In sum, the crisis could put the E.U.'s free market rules under pressure. A big rise in support for populist and radical parties in the region could put social, structural and environmental reforms on hold and even call into question the economic and political model Eastern European countries have followed since the 1990s.

The eastern E.U. member states' decisions to open their markets and move toward greater integration with the E.U. are now being second-guessed by some. Moreover, the protectionist measures implemented in some western E.U. states in support of their automotive and financial sectors are threatening the E.U.'s single-market rules and could particularly hurt Eastern European economies.

Meanwhile, a backlash over immigrant labor is likely. With the 2009 unemployment rate set to rise to 8.75% in the EU-27--according to the European Commission--member states are tempted to interpret the laws in a way more favorable to their own nationals. This suggests that migration trends will reverse and eastward flow of remittances will dwindle. The return of Eastern European migrant workers, in turn, may add to social discontent in their countries of origin.

The financial crisis has exacerbated the East/West divide within the E.U. The persistent bickering between the Czech Republic--the current holder of the E.U. presidency--and France over trade and protectionist bailout packages that hurt automotive industries in Poland, Czech Republic, Slovakia and Hungary illustrates this.
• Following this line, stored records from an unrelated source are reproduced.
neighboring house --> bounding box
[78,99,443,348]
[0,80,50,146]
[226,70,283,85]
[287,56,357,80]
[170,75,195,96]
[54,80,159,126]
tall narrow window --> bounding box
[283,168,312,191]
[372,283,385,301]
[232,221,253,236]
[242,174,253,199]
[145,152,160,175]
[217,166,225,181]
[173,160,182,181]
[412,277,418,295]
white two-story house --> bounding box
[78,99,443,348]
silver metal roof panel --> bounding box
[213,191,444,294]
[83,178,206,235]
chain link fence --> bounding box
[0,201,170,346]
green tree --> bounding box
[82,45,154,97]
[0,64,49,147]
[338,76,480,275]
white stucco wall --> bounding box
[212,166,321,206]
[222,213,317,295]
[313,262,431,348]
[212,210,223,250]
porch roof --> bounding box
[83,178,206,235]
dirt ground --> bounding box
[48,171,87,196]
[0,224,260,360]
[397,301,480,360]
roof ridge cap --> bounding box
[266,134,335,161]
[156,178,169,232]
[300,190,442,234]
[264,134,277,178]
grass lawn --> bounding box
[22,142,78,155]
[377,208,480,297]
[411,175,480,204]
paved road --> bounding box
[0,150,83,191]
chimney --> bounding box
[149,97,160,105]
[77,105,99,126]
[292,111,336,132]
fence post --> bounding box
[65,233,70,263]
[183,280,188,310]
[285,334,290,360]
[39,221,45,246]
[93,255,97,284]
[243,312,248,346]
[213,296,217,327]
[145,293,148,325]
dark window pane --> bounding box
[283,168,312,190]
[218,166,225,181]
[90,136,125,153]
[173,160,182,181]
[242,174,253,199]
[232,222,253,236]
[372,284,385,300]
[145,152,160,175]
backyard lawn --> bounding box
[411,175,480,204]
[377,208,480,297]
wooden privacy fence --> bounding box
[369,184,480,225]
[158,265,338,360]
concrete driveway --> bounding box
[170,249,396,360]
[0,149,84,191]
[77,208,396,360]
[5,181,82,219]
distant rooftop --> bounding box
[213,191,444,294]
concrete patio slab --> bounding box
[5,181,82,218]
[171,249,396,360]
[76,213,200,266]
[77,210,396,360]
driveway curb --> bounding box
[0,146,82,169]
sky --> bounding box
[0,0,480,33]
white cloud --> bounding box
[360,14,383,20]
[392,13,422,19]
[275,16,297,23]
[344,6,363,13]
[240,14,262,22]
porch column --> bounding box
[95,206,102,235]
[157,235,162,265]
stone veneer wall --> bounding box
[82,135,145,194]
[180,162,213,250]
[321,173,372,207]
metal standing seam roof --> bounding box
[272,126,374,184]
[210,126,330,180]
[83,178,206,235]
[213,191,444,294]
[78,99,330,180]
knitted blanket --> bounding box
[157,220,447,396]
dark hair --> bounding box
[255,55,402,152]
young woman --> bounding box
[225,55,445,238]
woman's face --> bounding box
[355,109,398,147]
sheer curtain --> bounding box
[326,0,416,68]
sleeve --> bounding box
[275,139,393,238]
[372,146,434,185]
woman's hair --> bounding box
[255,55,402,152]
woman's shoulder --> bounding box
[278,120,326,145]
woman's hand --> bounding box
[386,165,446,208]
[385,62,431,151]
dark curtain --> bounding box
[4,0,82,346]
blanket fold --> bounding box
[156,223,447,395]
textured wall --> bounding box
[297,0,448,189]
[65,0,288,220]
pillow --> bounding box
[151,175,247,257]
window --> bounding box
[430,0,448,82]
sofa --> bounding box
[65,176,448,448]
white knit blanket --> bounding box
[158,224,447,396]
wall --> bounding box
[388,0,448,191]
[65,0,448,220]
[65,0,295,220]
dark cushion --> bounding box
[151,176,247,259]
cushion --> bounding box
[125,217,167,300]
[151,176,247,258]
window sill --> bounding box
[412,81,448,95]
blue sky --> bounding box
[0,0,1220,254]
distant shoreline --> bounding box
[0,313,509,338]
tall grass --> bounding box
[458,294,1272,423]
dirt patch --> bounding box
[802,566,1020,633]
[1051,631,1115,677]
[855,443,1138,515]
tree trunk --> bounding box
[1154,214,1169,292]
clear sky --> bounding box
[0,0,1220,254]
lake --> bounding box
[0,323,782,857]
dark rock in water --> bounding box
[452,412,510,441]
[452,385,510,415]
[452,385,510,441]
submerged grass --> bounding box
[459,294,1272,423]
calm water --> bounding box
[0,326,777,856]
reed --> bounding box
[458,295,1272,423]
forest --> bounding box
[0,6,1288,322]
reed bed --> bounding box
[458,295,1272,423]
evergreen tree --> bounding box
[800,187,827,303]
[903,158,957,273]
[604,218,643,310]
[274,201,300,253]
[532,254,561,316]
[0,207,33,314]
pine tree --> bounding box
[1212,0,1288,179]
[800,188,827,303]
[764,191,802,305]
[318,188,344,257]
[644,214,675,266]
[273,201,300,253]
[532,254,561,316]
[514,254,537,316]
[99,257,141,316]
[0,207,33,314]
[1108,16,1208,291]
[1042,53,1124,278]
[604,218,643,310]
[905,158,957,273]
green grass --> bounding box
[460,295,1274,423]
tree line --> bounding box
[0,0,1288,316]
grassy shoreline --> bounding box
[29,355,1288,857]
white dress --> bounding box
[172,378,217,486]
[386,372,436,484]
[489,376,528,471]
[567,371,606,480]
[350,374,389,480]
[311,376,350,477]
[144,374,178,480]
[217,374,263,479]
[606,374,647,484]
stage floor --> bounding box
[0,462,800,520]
So far, the E.U. has helped economically troubled Latvia, Poland and Hungary with swap lines and loans and called for the resources of the IMF to double in order to help the countries facing the crisis. Yet, there has been a growing number of calls for E.U.-led coordinated support to the Eastern European economies (recently echoed by the World Bank). If there is a perceived lack of help, the financial crisis could deepen the divide between so-called "Old Europe" and "New Europe" and bring structural changes to the political landscape in Eastern Europe, such as strengthening the nationalist, euro-skeptic voices in Central Europe--Czech Republic, Poland--and the pro-Russian parties in the Baltic states.

Nouriel Roubini, a professor at the Stern Business School at NYU and chairman of Roubini Global Economics, is a weekly columnist for Forbes.com.